Crece el trueque en barrios golpeados por la crisis y se consolida como alternativa para conseguir alimentos
En medio del deterioro económico y la pérdida de poder adquisitivo, el trueque volvió a expandirse en distintos barrios como una estrategia de supervivencia para miles de familias que buscan garantizar el acceso a bienes básicos, especialmente alimentos.
La modalidad, que tuvo su auge durante la crisis de 2001, reaparece con fuerza en zonas vulnerables donde el dinero no alcanza o directamente escasea. En plazas, clubes y espacios comunitarios, vecinos organizan ferias donde intercambian ropa, productos caseros, artículos del hogar e incluso servicios sin necesidad de utilizar efectivo.
El fenómeno muestra un cambio en la dinámica social: ya no se trata solo de desprenderse de objetos en desuso, sino de cubrir necesidades esenciales del día a día. En muchos casos, los intercambios incluyen alimentos, lo que refleja el nivel de urgencia que atraviesan numerosos hogares.
Además, estas redes de intercambio suelen estar sostenidas por la organización comunitaria. Grupos de vecinos coordinan encuentros periódicos y establecen reglas para facilitar los canjes, generando una economía paralela basada en la colaboración y la ayuda mutua.
La expansión del trueque también evidencia el impacto de la crisis en sectores cada vez más amplios.
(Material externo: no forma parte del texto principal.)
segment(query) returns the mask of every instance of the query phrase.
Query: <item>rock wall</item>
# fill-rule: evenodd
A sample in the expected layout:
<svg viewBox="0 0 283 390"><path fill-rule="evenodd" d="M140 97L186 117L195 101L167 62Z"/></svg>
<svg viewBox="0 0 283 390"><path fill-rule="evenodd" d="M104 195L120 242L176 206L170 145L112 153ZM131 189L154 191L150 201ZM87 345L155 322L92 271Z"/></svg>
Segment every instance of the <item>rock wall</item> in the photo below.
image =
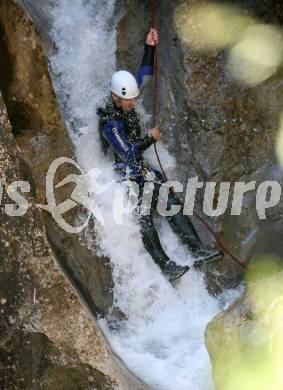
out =
<svg viewBox="0 0 283 390"><path fill-rule="evenodd" d="M58 108L42 42L35 27L15 3L3 0L0 10L0 88L13 135L23 152L22 164L30 167L32 172L36 201L46 204L48 168L58 157L74 159L73 145ZM80 174L70 164L61 166L54 185L70 173ZM70 198L74 188L75 184L70 183L55 191L57 204ZM75 223L80 213L84 211L78 206L64 217ZM85 295L94 314L105 314L112 304L109 262L94 256L86 245L81 245L79 235L68 235L63 229L57 229L49 216L44 214L44 224L61 266L70 277L76 275L73 283Z"/></svg>
<svg viewBox="0 0 283 390"><path fill-rule="evenodd" d="M32 181L0 96L0 387L114 389L111 353L55 261L35 193L25 215L8 216L7 188ZM3 197L2 197L3 196ZM66 326L68 324L68 326ZM76 385L75 385L76 384Z"/></svg>
<svg viewBox="0 0 283 390"><path fill-rule="evenodd" d="M177 160L172 180L186 183L189 177L200 181L222 182L277 180L282 170L274 153L278 118L283 105L282 72L257 87L234 82L226 69L226 52L195 52L178 35L174 12L182 4L199 5L210 1L178 0L157 2L158 117L163 123L163 141ZM219 3L219 2L217 2ZM228 2L221 2L227 4ZM245 15L262 23L280 24L280 1L239 1ZM143 43L151 25L151 1L129 1L127 13L119 26L117 66L137 72ZM151 110L151 91L145 103ZM202 212L203 192L198 192L195 211L214 227L226 246L241 260L273 253L283 255L280 243L283 204L270 209L267 220L259 220L255 191L244 198L242 214L209 218ZM193 218L203 240L212 237ZM213 240L212 240L213 241ZM208 286L216 292L221 286L233 287L242 279L241 268L228 256L206 270Z"/></svg>

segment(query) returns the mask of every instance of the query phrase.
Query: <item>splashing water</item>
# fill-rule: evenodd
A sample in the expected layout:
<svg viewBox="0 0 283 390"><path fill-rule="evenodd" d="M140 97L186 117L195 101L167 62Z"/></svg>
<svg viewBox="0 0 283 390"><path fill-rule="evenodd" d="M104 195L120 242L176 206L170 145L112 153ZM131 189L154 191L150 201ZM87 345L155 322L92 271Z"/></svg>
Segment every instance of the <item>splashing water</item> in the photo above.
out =
<svg viewBox="0 0 283 390"><path fill-rule="evenodd" d="M115 179L112 163L101 152L96 109L109 94L108 80L115 71L116 25L114 0L60 0L53 10L52 35L57 52L50 58L55 90L75 145L77 160L85 172L97 167L103 180ZM153 156L153 151L151 151ZM165 147L162 156L168 157ZM153 159L148 156L149 159ZM164 159L165 169L174 158ZM106 224L96 226L96 240L113 264L114 299L127 316L119 329L100 326L113 349L152 388L213 388L204 329L219 311L209 296L202 275L191 270L173 288L146 253L133 216L115 224L113 191L98 198ZM160 238L171 259L192 264L188 250L164 222Z"/></svg>

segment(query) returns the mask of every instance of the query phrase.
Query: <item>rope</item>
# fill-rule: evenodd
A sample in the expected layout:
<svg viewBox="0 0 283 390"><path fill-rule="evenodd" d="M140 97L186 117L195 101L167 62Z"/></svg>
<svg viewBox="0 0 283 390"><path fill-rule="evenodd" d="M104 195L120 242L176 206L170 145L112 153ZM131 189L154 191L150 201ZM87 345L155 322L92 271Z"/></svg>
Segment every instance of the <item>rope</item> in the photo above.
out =
<svg viewBox="0 0 283 390"><path fill-rule="evenodd" d="M157 0L152 0L152 28L156 29L156 17L157 17ZM157 90L158 90L158 52L157 52L157 44L155 43L155 51L154 51L154 74L153 74L153 90L152 90L152 126L156 127L156 118L157 118ZM156 154L156 158L158 164L160 166L163 178L165 181L168 181L167 175L164 171L162 162L160 160L156 142L154 143L154 151ZM184 203L178 198L175 191L170 188L171 193L175 196L175 198L179 201L182 208L184 208ZM239 260L227 247L223 244L222 240L218 237L217 233L212 229L212 227L195 211L193 211L193 215L205 226L205 228L210 232L210 234L214 237L218 246L225 252L228 256L231 257L240 267L245 270L248 270L248 266L241 260Z"/></svg>

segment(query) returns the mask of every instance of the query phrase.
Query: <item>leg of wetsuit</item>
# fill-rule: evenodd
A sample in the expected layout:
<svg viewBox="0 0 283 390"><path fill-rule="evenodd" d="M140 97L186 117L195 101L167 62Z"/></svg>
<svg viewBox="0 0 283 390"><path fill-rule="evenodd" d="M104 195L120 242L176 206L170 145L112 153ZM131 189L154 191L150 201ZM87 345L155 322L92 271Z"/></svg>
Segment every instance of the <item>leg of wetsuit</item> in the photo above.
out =
<svg viewBox="0 0 283 390"><path fill-rule="evenodd" d="M145 249L153 258L154 262L163 269L169 257L164 252L158 233L153 223L152 215L141 215L139 218L141 235Z"/></svg>
<svg viewBox="0 0 283 390"><path fill-rule="evenodd" d="M145 218L143 221L143 237L144 245L148 249L149 253L152 255L153 259L160 267L164 267L164 264L168 264L168 256L164 253L162 246L159 241L158 234L156 232L155 226L153 224L152 215L157 208L158 204L158 195L161 185L164 183L163 177L160 173L156 173L156 181L153 191L153 200L151 207L150 218ZM167 209L170 209L173 205L181 205L176 196L169 191ZM180 237L183 244L187 245L189 250L192 251L193 256L197 257L199 260L194 263L195 267L199 267L204 263L214 261L223 257L222 251L212 249L204 245L189 216L184 215L183 211L179 211L176 215L167 217L167 220L173 229L173 231ZM149 237L146 237L148 235ZM176 264L174 264L176 268ZM165 270L165 268L164 268ZM179 272L179 270L177 270ZM182 270L180 270L181 272ZM186 271L185 271L186 272Z"/></svg>
<svg viewBox="0 0 283 390"><path fill-rule="evenodd" d="M158 195L161 185L164 183L163 177L159 172L156 172L156 182L153 193L152 207L156 209L158 203ZM180 205L178 199L169 191L167 209L170 209L172 205ZM187 215L183 215L182 210L173 215L172 217L166 217L171 228L180 237L183 244L187 245L192 252L195 252L203 247L203 244Z"/></svg>
<svg viewBox="0 0 283 390"><path fill-rule="evenodd" d="M153 258L154 262L163 269L165 263L169 261L169 257L164 252L159 240L159 236L156 227L153 222L153 214L156 210L158 202L159 184L154 185L152 203L149 210L149 215L140 215L139 222L141 226L142 241L145 249ZM143 187L140 187L140 199L139 206L142 202Z"/></svg>
<svg viewBox="0 0 283 390"><path fill-rule="evenodd" d="M179 204L180 202L174 194L170 193L168 197L168 207ZM218 249L213 249L203 244L187 215L184 215L182 210L172 217L167 217L169 224L175 233L181 238L182 242L188 246L192 251L194 257L198 260L194 262L195 268L202 267L205 263L215 261L216 259L222 259L223 252Z"/></svg>
<svg viewBox="0 0 283 390"><path fill-rule="evenodd" d="M169 192L168 208L170 209L172 205L180 205L180 202L171 192ZM167 217L167 220L173 231L192 252L195 252L203 247L203 243L201 242L190 218L187 215L184 215L182 210L172 217Z"/></svg>

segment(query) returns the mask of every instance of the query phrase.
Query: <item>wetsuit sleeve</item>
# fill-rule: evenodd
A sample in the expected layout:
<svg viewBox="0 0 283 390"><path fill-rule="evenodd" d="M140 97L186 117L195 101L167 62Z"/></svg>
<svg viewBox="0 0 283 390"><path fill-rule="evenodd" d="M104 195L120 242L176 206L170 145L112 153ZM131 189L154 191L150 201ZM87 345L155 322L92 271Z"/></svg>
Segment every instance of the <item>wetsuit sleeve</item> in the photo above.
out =
<svg viewBox="0 0 283 390"><path fill-rule="evenodd" d="M145 76L153 75L154 51L155 51L155 46L151 46L147 44L145 45L142 64L139 69L139 73L136 77L139 87L142 85Z"/></svg>
<svg viewBox="0 0 283 390"><path fill-rule="evenodd" d="M108 121L102 128L101 134L113 147L121 160L124 161L135 161L139 159L143 150L148 147L149 141L145 139L141 144L130 143L125 135L123 122L121 121Z"/></svg>
<svg viewBox="0 0 283 390"><path fill-rule="evenodd" d="M152 144L154 144L153 137L146 135L139 143L140 150L144 152L147 148L149 148Z"/></svg>

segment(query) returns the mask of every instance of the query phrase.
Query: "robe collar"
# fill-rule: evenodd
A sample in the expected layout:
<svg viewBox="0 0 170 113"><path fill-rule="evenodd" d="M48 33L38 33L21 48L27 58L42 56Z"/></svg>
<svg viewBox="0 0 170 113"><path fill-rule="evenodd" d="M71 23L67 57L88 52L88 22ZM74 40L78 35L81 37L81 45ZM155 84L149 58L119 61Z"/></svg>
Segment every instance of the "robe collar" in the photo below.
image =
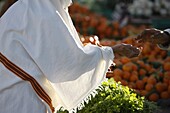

En algunos barrios, la participación crece semana a semana, con familias que encuentran en este sistema una forma de afrontar la falta de ingresos o el encarecimiento del costo de vida.
Especialistas señalan que este tipo de prácticas resurgen en contextos de crisis profundas, cuando el mercado formal deja de cubrir las necesidades básicas. En ese sentido, el trueque no solo aparece como una alternativa económica, sino también como una herramienta de contención social frente a la incertidumbre.